To facilitate phagocytosis, H. capsulatum expresses at least one ligand that can bind to CD18 family receptors. Of the CD11/CD18 integrins, only CR3 (CD11b/CD18, also called Mac-1) has been studied at length in its relationship to H. capsulatum. Screening of H. capsulatum cell wall/membrane protein preparations for CR3 binding identified a single 60 kDa protein, heat shock protein 60 (Hsp60) [21]. Although Hsp60 is primarily a cytoplasmic chaperonin protein, a small amount localizes to the cell surface [21]. Recombinant Hsp60p as well as certain regions of the human Hsp60 protein competitively block attachment of H. capsulatum to macrophages [21, 22], showing Hsp60 is necessary for binding to macrophages. In addition, vaccination with Hsp60 protects mice against H. capsulatum challenge [23], and antibodies to H. capsulatum Hsp60 opsonize H. capsulatum yeasts [23], confirming surface localization of at least some Hsp60. Polystyrene beads coated with H. capsulatum Hsp60 bind to macrophages in a CR3-dependent manner, indicating Hsp60 is sufficient to mediate attachment to macrophages [21]. While Hsp60 promotes binding of H. capsulatum to macrophages (Figure 1), it does not rule out the participation of other H. capsulatum surface proteins that may also contribute to adhesion to macrophage cells.
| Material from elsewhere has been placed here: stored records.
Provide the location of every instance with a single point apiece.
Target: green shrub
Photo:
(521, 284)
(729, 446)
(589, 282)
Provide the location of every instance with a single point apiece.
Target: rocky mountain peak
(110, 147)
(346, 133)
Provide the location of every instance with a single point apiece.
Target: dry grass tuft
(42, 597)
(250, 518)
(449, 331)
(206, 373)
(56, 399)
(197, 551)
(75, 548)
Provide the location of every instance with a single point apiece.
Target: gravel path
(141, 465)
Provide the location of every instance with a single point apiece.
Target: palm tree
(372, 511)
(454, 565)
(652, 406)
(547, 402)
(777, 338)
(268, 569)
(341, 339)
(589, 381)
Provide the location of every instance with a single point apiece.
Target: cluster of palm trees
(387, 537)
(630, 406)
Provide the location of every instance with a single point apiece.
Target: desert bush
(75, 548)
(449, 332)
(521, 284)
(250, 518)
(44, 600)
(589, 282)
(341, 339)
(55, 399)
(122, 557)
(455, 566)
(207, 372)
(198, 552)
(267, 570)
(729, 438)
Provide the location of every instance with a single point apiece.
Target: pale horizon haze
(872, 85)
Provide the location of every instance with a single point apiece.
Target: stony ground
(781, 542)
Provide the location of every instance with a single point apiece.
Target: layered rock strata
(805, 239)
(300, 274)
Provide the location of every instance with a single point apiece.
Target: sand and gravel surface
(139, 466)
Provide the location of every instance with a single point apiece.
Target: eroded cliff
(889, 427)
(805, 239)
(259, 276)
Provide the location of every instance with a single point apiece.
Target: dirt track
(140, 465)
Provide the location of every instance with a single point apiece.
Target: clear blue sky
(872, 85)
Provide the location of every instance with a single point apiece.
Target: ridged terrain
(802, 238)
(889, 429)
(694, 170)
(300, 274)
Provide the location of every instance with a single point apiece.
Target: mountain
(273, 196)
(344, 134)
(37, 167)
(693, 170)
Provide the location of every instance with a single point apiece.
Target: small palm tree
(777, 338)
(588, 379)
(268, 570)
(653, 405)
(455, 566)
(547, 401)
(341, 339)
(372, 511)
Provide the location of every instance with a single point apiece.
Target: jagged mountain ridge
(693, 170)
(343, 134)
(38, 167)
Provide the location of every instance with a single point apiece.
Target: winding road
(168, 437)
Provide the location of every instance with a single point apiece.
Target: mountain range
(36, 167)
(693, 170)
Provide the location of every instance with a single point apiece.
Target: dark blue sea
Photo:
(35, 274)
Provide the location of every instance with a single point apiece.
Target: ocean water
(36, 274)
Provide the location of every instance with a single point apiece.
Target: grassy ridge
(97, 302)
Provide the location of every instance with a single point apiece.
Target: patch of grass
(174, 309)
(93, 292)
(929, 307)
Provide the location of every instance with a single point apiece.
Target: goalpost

Binding to CR3 not only facilitates adhesion to macrophages, but as CR3 is a phagocytic receptor, it also serves as an attractive portal of entry for H. capsulatum. Complement-receptor-mediated phagocytosis is typically non-inflammatory when not accompanied by other stimulating signals [24]. This may result from lack of cytokine stimulation or active inhibition of cytokine production. In support of the latter, monocytes exposed to heat-killed H. capsulatum yeasts have reduced IL-12 production when subsequently stimulated with lipopolysaccharide [25]. Suppression of IL-12 likely contributes to H. capsulatum virulence since IL-12 promotes cell-mediated immunity and IFN-γ production, which are crucial for limiting H. capsulatum growth in the host [26]. It is worth noting that H. capsulatum does not primarily interact with monocytes during an initial infection, and it is unknown whether this dampening effect occurs in other phagocyte types or in vivo. Different populations of macrophages vary in their expression levels of LFA-1, CR3, and CR4 component integrins [2729], which could potentially affect the binding and internalization of H. capsulatum cells, especially if these receptors have differing affinities, but this is yet to be determined. Nonetheless, interaction of H. capsulatum Hsp60 with CR3 provides H. capsulatum with an efficient means to trigger phagocytosis by macrophages.

2.2. Dendritic cell phagocytosis: Very Late Antigen-5 (VLA-5)

In addition to macrophages, H. capsulatum also encounters dendritic cells (DCs) in the lung [11]. However, DCs prove less hospitable to H. capsulatum yeasts than macrophages. In contrast to yeasts taken up by unactivated macrophages, yeasts ingested by cultured DCs do not proliferate well, and visible degradation of yeasts within DCs has been reported within 2 hours of internalization [30]. DCs are responsible for presenting antigens recovered from the degraded yeasts to lymphocytes of the adaptive immune system and initiating a protective TH1 immune response. Supporting this, DCs which have phagocytosed H. capsulatum yeasts stimulate proliferation of T cells [30]. Interestingly, DCs which phagocytose viable yeasts stimulate more robust T-cell proliferation than that of DCs with heat-killed yeast, suggesting more potent antigen presentation [30].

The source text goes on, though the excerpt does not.